Darcy Gruttadaro joined the American Psychiatric Association Foundation in 2017 as the director of the Center for Workplace Mental Health. Before joining the Center, Gruttadaro served in multiple senior level positions with the National Alliance on Mental Illness (NAMI). Ahead, she will touch on how to improve mental health support for employees at work.
Director, Center for Workplace Mental Health
What barriers do employees face today in accessing mental healthcare in the workplace?
Shame and stigma remain barriers to people accessing care, as well as fear of judgment or loss of competence on the part of colleagues. There is also concern about opportunities for advancement. The APA’s poll in May of 2022 also showed that fewer people know how to access mental health services at work — it was at 71% in 2021 but 60% in 2022. The poll also showed that employers are offering fewer mental health services.
Why is it crucial for employers to invest in workplace mental health in 2022?
Mental health impacts all aspects of our lives and our work. Younger employees in particular are looking for visibility on mental health services and support within the workplace—it really impacts the bottom line. Depression, for example, one of the more common conditions in the workplace, is costly to employers, not just in terms of productivity but with regard to healthcare costs. Depression can also stem from an employee managing a condition like cancer or diabetes. It’s important to consider the impact conditions like depression, anxiety, and substance use have on people’s overall health and wellbeing. We have escalating rates of anxiety and depression in this country. The CDC has been collecting weekly health data beginning in March 2020, and what we see is that the rates of people experiencing symptoms of anxiety, depression, have tripled and quadrupled—especially for 18- to 29-year-olds. So it’s really important to make sure you’re addressing mental health as an organization and offering support services.
What does effective mental health support look like in the workplace?
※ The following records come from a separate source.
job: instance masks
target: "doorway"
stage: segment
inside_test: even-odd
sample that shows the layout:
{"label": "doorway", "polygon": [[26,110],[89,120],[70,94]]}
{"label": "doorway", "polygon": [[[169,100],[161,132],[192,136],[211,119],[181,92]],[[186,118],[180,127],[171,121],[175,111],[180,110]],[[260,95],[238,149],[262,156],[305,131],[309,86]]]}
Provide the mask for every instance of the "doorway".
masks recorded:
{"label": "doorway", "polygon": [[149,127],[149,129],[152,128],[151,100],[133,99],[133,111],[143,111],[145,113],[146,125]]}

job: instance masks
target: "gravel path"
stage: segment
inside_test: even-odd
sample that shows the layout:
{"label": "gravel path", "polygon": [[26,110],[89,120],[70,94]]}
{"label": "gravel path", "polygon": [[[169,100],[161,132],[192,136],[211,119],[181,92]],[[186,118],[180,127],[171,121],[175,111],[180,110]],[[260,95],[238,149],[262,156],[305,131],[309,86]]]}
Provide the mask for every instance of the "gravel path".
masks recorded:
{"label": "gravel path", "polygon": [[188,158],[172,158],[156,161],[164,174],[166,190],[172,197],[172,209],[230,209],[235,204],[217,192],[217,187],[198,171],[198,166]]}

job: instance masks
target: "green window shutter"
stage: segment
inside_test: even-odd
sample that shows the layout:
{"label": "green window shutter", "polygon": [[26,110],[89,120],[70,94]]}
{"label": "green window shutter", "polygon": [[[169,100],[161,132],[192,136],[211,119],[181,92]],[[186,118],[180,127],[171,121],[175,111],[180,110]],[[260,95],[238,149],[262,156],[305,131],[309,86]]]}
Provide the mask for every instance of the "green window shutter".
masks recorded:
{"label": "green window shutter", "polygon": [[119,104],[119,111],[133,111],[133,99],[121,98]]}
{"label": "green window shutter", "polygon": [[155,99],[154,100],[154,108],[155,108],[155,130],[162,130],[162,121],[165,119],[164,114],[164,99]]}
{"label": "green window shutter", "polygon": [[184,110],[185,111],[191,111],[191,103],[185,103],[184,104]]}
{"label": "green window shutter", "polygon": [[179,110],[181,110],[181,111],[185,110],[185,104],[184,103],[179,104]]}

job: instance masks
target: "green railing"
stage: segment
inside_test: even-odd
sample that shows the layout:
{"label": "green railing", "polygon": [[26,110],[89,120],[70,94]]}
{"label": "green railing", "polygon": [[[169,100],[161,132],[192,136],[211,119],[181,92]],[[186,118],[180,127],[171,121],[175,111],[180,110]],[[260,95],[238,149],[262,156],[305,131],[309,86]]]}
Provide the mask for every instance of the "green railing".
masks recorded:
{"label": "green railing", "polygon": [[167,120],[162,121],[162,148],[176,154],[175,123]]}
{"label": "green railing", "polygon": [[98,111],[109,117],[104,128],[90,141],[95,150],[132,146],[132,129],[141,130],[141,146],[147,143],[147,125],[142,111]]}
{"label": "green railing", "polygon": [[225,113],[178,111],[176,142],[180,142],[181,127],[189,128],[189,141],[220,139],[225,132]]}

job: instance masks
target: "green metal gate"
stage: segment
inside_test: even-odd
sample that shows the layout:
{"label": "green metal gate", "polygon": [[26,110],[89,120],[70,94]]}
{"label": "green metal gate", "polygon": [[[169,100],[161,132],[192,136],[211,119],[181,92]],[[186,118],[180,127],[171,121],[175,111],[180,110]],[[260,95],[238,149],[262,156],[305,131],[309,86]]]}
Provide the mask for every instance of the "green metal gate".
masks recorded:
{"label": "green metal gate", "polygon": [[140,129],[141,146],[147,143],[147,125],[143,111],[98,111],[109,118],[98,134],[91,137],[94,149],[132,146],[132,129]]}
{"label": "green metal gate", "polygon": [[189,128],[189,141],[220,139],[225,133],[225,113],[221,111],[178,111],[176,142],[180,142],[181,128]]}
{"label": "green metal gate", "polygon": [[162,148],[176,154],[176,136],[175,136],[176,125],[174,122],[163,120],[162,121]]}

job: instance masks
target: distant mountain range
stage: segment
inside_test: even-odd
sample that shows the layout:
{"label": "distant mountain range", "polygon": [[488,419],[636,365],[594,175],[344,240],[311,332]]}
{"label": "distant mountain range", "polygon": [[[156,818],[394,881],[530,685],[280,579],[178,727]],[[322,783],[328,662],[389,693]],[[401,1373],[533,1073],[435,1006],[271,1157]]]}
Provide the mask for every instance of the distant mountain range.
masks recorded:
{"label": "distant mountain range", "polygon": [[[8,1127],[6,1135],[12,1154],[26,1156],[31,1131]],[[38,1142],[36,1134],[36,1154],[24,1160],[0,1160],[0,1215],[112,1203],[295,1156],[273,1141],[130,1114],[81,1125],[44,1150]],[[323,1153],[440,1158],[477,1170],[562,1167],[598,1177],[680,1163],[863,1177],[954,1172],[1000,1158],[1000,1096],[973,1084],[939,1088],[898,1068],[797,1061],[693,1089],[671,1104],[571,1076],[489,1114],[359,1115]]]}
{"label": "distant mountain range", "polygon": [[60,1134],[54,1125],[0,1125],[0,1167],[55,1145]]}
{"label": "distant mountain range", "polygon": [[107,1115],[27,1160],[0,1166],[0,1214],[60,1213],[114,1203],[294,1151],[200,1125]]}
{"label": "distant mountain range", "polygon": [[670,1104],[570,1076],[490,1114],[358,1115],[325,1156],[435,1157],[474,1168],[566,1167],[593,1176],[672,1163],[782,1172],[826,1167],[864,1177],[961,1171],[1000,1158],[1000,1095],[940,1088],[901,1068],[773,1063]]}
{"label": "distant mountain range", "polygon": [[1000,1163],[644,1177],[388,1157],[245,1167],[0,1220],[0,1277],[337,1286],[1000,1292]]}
We developed a framework called LEAD, which stands for leadership, effective communication, adapting to change, and doubling down on access. Leadership drives the culture of organizations, so the more leaders address mental health, the better. Even showing a little bit of vulnerability can go a long way toward helping people feel psychologically safe. Effective communication is about making sure you infuse mental health into the culture of the organization, which means including a discussion on it whenever you address healthcare issues, but also offering dedicated trainings to mental health and wellbeing. When we think about adapting to change, we think about the importance of training leaders so that they can notice early warning signs of mental health issues. Adapting to change also means looking at company policies. Do we have mental health days? Do we have internal policies that allow people some flexibility if they need to seek care so they have time off? It’s about creating a sense of community so people sense that wellbeing is at the forefront. Doubling down on access is recognizing that we need to get serious about making sure people have access. Navigating mental healthcare in this country is exceptionally hard. How can we supplement that? How do we make sure we’re connecting people to community organizations that really know how to navigate care and can support people through that process?
What can employers do to make their benefit solutions more accessible, equitable, and effective?
Create a culture where people are encouraged to get care when it’s needed. Because psychological safety matters a lot. If you have an Employee Assistance Program (EAP), ask your EAP vendor how many people are connecting with therapists how many are connecting with care, because many employers don’t necessarily get the use that their employees really need. Remind employees what is offered via the EAP and track data to see that those numbers of engagement are increasing. Survey employees anonymously to determine if they have challenges in accessing care and mental healthcare. Strategize on how to ensure there’s a broad network of providers, so people can easily connect with care. Hold the plan accountable to build a broader network of therapists, psychiatrists, other mental health professionals, and social workers, to ensure that your plans are providing what you’re paying. Also, ask your health plan about the diversity of their network providers. You want to ensure that you are offering services and supports from providers that are representative of the racial and cultural dynamics within your organization.
How can employers navigate remote work sites to foster a corporate culture focused on mental wellness?
Pre-pandemic isolation and loneliness was a major health concern, and then with COVID-19, people started working remotely. So we have to find ways to build community. One way is to help supervisors, managers, and leaders understand how to check in in new ways, either one-on-one or with each team. An example is having workers share one word that describes how they’re feeling, and the team leader can start by showing some vulnerability, because that invites others to feel safe to do so. There are options for social activities online, but many people today may not want to spend extra time online. If people in the same community are working remotely, they can meet up outside if they feel safe to do that. Plan bonding events to create connections. It’s also about modeling balance. It’s really important for leaders to talk about the things they’re doing, to engage with their social network, and to stay connected in new ways with their team. It’s about encouraging mentorship and other peer support programs and employee resource groups where people can find new ways to connect with each other.